Omnibus Finally Passes in Senate
Updated: 9:42 p.m.
Despite a threatened filibuster that forced a four-day delay in passage, the Senate passed the $410 billion omnibus spending bill by voice vote on Tuesday night.
The key vote came on a procedural motion that beat back a Republican attempt to block the bill, and Democrats prevailed, 62-35. Sixty votes were needed to end debate. The measure, which provides new funding authority to most government agencies, now goes to President Barack Obama for his expected signature.
Democrats had struggled last week to find enough Republicans willing to help them reach the 60-vote threshold and were rebuffed on their first attempt Thursday night to pass the measure. Senate Majority Leader Harry Reid (D-Nev.) was forced to extend debate on the omnibus until Tuesday because as many as four Democrats had threatened to vote against it and centrist Republicans who supported the measure withheld their votes in order to help their GOP colleagues win more votes on amendments.
Three Democrats voted against the procedural motion. Sens. Evan Bayh (Ind.), Claire McCaskill (Mo.) and Russ Feingold (Wis.) did so because they oppose the thousands of earmarks in the measure. Democratic Sens. Bob Menendez (N.J.) and Bill Nelson (Fla.) ended up supporting it, after winning concessions from the Treasury Department on how it would interpret language relaxing travel restrictions to Cuba.
Eight Republicans — including Senate Appropriations ranking member Thad Cochran (Miss.) and Sens. Kit Bond (Mo.), Richard Shelby (Ala.), Olympia Snowe (Maine), Arlen Specter (Pa.), Lamar Alexander (Tenn.), Lisa Murkowski (Alaska) and Roger Wicker (Miss.) — ended up supporting the motion to end debate on the bill as well. All but Snowe and Wicker sit on the Senate Appropriations Committee.
Passage was complicated by Reid and Speaker Nancy Pelosi’s (D-Calif.) insistence that the Senate make no changes to the House-passed bill. And the refusal to adopt amendments led to the small revolt among Senate Democrats, who opposed earmarks and other provisions in the bill.
Still, most Democrats stuck together to vote down 21 amendments to the bill.
Although much of the attention Tuesday was centered on a proposal by Sen. David Vitter (R-La.) to prevent automatic pay hikes for lawmakers, the closest vote came on a Sen. Jeff Sessions (R-Ala.) amendment that dealt with the touchy subject of immigration.
Sessions’ proposal to extend a voluntary online program that helps businesses confirm employees’ immigration status was narrowly tabled, 50-47. Seven Democrats voted with the GOP not to table the amendment: Sens.

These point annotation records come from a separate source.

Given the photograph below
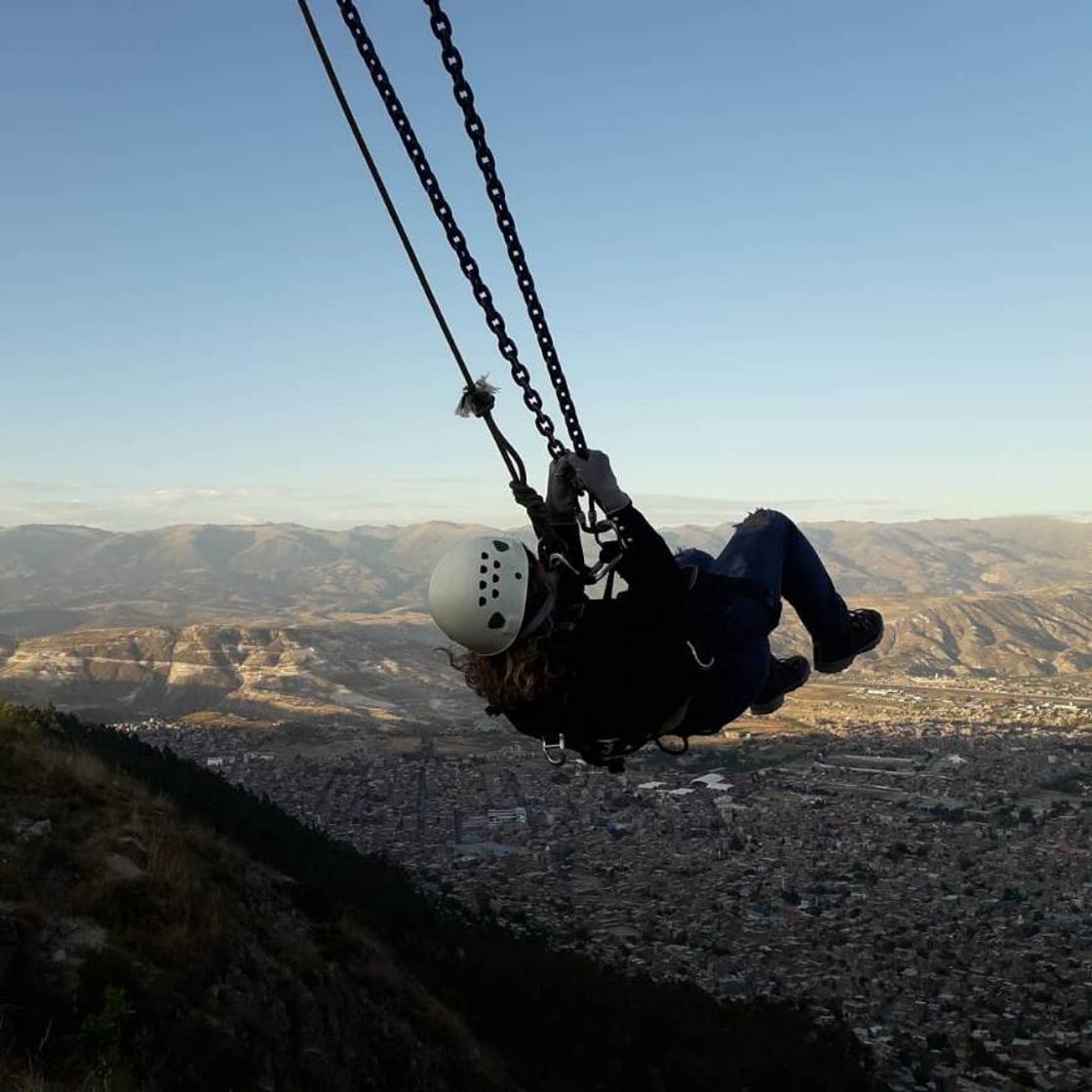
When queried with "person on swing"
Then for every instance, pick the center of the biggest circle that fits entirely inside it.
(682, 651)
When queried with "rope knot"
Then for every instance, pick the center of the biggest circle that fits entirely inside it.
(478, 400)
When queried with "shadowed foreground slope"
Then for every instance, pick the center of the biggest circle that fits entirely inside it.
(139, 949)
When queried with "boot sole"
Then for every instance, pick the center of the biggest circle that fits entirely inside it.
(774, 703)
(834, 666)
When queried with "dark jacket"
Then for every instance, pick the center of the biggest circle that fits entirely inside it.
(630, 666)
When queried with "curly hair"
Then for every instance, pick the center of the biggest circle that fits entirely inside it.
(527, 672)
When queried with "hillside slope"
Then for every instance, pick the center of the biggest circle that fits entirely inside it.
(385, 671)
(137, 946)
(57, 578)
(138, 950)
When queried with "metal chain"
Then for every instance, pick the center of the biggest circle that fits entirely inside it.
(488, 164)
(455, 238)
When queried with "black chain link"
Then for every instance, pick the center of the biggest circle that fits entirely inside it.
(488, 164)
(455, 238)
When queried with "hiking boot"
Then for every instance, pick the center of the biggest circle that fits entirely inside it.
(785, 676)
(864, 633)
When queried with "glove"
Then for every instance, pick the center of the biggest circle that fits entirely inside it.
(595, 475)
(562, 491)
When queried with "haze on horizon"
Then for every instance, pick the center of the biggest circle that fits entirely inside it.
(842, 271)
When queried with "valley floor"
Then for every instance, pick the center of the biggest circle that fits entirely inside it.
(911, 855)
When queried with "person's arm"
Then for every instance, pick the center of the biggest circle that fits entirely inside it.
(562, 501)
(646, 565)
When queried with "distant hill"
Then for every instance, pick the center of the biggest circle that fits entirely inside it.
(1032, 635)
(58, 578)
(384, 670)
(284, 621)
(162, 929)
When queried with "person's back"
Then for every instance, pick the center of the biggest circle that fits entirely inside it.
(683, 649)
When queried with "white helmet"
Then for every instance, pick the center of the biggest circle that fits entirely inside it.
(479, 592)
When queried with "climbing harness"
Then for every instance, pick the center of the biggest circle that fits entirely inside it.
(479, 397)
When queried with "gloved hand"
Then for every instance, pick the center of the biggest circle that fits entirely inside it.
(595, 475)
(562, 491)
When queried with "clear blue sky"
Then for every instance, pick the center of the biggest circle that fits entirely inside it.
(834, 256)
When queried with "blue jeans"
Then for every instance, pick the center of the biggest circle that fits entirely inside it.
(769, 560)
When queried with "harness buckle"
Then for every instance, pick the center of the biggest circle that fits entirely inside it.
(555, 752)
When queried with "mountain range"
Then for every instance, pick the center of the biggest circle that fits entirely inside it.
(289, 621)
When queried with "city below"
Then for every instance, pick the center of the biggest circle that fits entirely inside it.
(911, 856)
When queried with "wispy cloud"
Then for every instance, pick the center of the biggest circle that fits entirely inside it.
(387, 500)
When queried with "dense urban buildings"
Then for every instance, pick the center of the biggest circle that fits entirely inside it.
(911, 858)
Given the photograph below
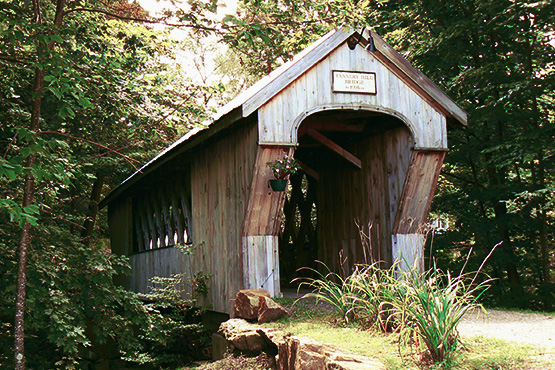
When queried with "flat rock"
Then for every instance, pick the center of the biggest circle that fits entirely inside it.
(257, 304)
(293, 353)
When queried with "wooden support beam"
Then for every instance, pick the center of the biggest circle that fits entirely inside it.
(333, 146)
(330, 125)
(309, 171)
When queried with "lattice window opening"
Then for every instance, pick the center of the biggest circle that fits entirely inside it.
(161, 222)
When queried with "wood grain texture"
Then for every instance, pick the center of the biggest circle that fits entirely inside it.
(312, 92)
(261, 263)
(265, 206)
(221, 177)
(347, 196)
(418, 191)
(333, 146)
(408, 251)
(420, 83)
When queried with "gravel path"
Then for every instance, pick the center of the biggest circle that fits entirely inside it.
(537, 330)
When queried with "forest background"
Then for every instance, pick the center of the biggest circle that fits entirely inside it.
(89, 90)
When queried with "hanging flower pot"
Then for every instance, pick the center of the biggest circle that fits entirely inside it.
(282, 168)
(278, 184)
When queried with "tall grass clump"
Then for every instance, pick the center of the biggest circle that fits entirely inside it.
(432, 307)
(331, 288)
(424, 308)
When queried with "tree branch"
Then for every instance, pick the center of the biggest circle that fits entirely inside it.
(128, 159)
(13, 59)
(61, 218)
(463, 179)
(142, 20)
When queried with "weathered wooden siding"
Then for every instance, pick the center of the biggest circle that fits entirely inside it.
(347, 195)
(408, 234)
(120, 221)
(419, 189)
(261, 225)
(221, 175)
(312, 92)
(163, 262)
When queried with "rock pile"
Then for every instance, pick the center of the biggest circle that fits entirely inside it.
(292, 352)
(257, 304)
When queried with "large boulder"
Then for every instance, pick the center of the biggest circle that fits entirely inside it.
(300, 353)
(257, 304)
(293, 353)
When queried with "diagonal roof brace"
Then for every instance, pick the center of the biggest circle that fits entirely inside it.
(333, 146)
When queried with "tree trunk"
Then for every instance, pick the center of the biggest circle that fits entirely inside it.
(29, 192)
(28, 197)
(96, 192)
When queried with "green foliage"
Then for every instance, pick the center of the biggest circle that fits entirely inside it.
(283, 167)
(430, 308)
(110, 97)
(427, 307)
(176, 336)
(332, 289)
(494, 59)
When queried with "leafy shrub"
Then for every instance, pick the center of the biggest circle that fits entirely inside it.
(423, 308)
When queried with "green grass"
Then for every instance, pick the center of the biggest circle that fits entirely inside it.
(479, 353)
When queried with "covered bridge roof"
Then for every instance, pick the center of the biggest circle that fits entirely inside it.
(265, 89)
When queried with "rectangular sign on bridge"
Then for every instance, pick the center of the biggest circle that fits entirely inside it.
(354, 82)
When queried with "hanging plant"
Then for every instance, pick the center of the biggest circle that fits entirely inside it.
(283, 167)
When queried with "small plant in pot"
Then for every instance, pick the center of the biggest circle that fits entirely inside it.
(282, 168)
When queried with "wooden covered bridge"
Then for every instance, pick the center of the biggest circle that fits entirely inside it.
(371, 133)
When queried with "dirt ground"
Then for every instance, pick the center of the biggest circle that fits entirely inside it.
(535, 329)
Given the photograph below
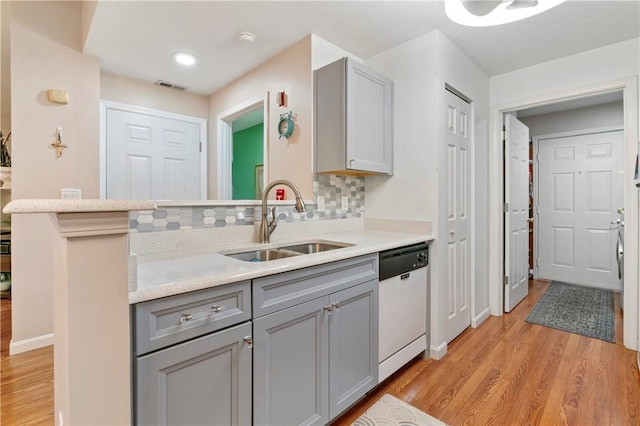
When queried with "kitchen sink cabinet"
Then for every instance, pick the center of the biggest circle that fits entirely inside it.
(353, 124)
(320, 353)
(286, 349)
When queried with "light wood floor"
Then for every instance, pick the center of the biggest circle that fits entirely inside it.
(510, 372)
(506, 372)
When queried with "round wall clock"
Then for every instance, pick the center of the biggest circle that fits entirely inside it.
(286, 125)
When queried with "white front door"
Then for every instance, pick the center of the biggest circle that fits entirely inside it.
(580, 190)
(151, 157)
(458, 135)
(517, 201)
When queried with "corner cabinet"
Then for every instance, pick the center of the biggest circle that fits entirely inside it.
(193, 358)
(315, 353)
(353, 123)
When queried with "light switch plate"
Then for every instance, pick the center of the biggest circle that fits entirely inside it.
(58, 96)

Max Baucus (Mont.), Bayh, Amy Klobuchar (Minn.), McCaskill, Ben Nelson (Neb.), Jon Tester (Mont.) and Jim Webb (Va.).
Vitter’s amendment was also tabled, 52-45. Democrats voting with the GOP were: Bayh, Chris Dodd (Conn.), Feingold, Klobuchar, Blanche Lincoln (Ark.), McCaskill, Ben Nelson, Webb and Ron Wyden (Ore.). Feingold was a co-sponsor of the amendment.
With passage of the omnibus, Congress has finally put to rest funding for fiscal 2009, which technically began five months ago on Oct. 1, 2008. The government has been operating under a stop-gap spending bill since last fall that kept agencies funded but did not allow them to implement new spending priorities.
House Democratic leaders praised the Senate for passing the bill; now Congress won’t need to pass another continuing resolution to keep the government funded for the rest of the fiscal year, which ends on Sept. 30.
Senate passage of the omnibus “completes the appropriations bills that the previous administration delayed and rejects the deep cuts affecting our children, our workers, and our economy that President Bush proposed,” Speaker Nancy Pelosi (D-Calif.) said.
Congress can now give its full attention to this year’s priorities, Pelosi said, which includes strengthening the economy, reforming health care and moving toward energy independence.
House GOP leaders called on Obama to veto the bill, which they criticized for being irresponsible and bogged down with earmarks.
“A recession is not an excuse for politicians to spend taxpayers’ hard-earned money with reckless abandon,” House Minority Leader John Boehner (R-Ohio) said.
House Republican Conference Chairman Mike Pence (Ind.) complained that Obama has vowed to sign the bill into law because it is “last year’s business.”
“That is not the leadership the American people want or deserve,” Pence said.
Jennifer Bendery and John Stanton contributed to this report.